Available on Friday’s, Saturday’s, and if not sold out, Sunday’s, the Bun Bo Hue at Pho Dau Bo is mind-blowingly good. Clean, balanced, dynamic, and fresh, it is cleaner tasting, without the heavy oil that characterized a lot of the ones i had in Hue, and without the over-use of fermented shrimp that leave you with a slight seafood funk aftertaste. My only complaint with the dish is the lack of banana blossom, whose unique crunch and texture adds a very pleasing element to the dish. But seeing as fresh banana blossom is all but impossible to find in Canada, this is completely understandable.
I know Pho Dau Bo is lauded for the best Pho Satay in the city, but you’re missing out on a supreme treat if you don’t try the Bun Bo Hue. With the exception of one place in San Jose, CA, I don’t think i’ve ever had better.
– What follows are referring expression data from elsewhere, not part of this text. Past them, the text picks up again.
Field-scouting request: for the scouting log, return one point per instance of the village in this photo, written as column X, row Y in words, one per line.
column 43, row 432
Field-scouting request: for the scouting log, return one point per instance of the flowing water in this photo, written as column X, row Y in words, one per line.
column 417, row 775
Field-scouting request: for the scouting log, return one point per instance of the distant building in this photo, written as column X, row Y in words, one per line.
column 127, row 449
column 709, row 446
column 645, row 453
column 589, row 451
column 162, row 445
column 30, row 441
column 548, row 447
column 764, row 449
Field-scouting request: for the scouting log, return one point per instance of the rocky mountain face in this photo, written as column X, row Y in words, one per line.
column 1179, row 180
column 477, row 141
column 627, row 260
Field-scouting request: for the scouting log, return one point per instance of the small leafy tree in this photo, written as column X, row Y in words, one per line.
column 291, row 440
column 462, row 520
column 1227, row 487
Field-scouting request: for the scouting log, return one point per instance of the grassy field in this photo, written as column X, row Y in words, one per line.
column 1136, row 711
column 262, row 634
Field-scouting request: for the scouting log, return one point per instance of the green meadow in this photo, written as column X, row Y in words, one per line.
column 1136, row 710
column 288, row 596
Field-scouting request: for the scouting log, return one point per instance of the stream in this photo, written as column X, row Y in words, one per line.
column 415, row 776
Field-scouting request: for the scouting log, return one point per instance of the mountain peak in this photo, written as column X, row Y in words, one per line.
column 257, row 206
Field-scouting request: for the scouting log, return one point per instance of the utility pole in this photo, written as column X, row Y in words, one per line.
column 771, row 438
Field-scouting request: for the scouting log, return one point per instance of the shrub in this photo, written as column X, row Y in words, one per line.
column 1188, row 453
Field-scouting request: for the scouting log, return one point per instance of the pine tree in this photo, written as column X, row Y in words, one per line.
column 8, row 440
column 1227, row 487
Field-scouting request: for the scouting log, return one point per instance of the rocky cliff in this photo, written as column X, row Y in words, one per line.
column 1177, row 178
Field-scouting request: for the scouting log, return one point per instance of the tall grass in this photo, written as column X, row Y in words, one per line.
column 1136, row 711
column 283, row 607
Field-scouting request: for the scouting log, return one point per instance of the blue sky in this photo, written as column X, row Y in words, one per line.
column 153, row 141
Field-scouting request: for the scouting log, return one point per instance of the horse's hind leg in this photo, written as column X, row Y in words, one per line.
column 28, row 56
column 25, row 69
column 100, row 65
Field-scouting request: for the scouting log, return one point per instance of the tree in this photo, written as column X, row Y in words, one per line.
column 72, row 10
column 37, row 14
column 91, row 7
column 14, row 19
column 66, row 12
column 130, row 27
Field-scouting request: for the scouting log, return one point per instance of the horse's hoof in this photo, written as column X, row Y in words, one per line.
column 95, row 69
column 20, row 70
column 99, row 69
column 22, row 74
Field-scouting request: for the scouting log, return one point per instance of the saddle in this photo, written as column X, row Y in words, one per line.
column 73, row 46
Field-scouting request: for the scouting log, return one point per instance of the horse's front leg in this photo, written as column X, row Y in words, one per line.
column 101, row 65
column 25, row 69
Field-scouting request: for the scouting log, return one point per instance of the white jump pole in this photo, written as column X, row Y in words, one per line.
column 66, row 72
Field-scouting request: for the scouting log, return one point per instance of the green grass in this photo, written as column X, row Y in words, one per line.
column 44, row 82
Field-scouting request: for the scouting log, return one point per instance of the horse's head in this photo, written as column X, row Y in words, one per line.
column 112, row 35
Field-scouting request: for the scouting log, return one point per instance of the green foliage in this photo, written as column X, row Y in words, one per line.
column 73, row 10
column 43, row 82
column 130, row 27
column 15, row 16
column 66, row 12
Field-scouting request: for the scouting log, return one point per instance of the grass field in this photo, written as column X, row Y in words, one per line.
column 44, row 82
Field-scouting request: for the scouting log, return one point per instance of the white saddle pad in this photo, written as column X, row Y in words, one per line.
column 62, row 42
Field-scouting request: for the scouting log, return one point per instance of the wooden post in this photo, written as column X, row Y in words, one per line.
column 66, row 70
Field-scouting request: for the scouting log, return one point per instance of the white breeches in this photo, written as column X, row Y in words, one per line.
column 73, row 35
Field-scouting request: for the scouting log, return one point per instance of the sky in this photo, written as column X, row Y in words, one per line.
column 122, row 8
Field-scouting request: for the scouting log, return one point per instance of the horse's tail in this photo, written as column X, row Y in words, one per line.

1. Longview Steakhouse – Ribeye
102 Morrison Rd
Perhaps the only subject more openly debated than the best burgers in Calgary is where the best steak is. I don’t know about you readers, but in my experience, the question comes up quite often in groups of people discussing food, but usually without resolution. The thing is, there is no consensus. For the most part, a single person can’t even decide where the best place is for themselves. I’d put money down that the most common answer is “at home on my BBQ”. Let me remove the mystery for you. There is a definitive best steak in Calgary. And it lies an hour south on the Cowboy trail in Longview Alberta. It’s the Longview Steakhouse.
Start with good local Alberta beef. Add in their own dry aging to develop the right flavour and tenderness. Cut and trimmed in house. Finish with one of the most consistent chefs i’ve ever had the pleasure of dining with. Cooked perfectly, rested perfectly. Their ribeye is a marvel. Leave the cooking of the steak in their hands and you will find a ribeye that has the right amount of crust, perfectly rendered interstitial fat, and amazing tenderness and flavour.
Turning out one perfect steak, while a feat, is not something that makes a great steakhouse. The ability to turn out thousands of perfect steaks, day in and day out, is the hallmark of greatness. Add in a ridiculously inexpensive price, I can comfortably argue and defend that there is a definitive place for steak in Calgary. Longview has the ingredients, the consistency, and the value that make their Ribeye my favorite dish for 2011.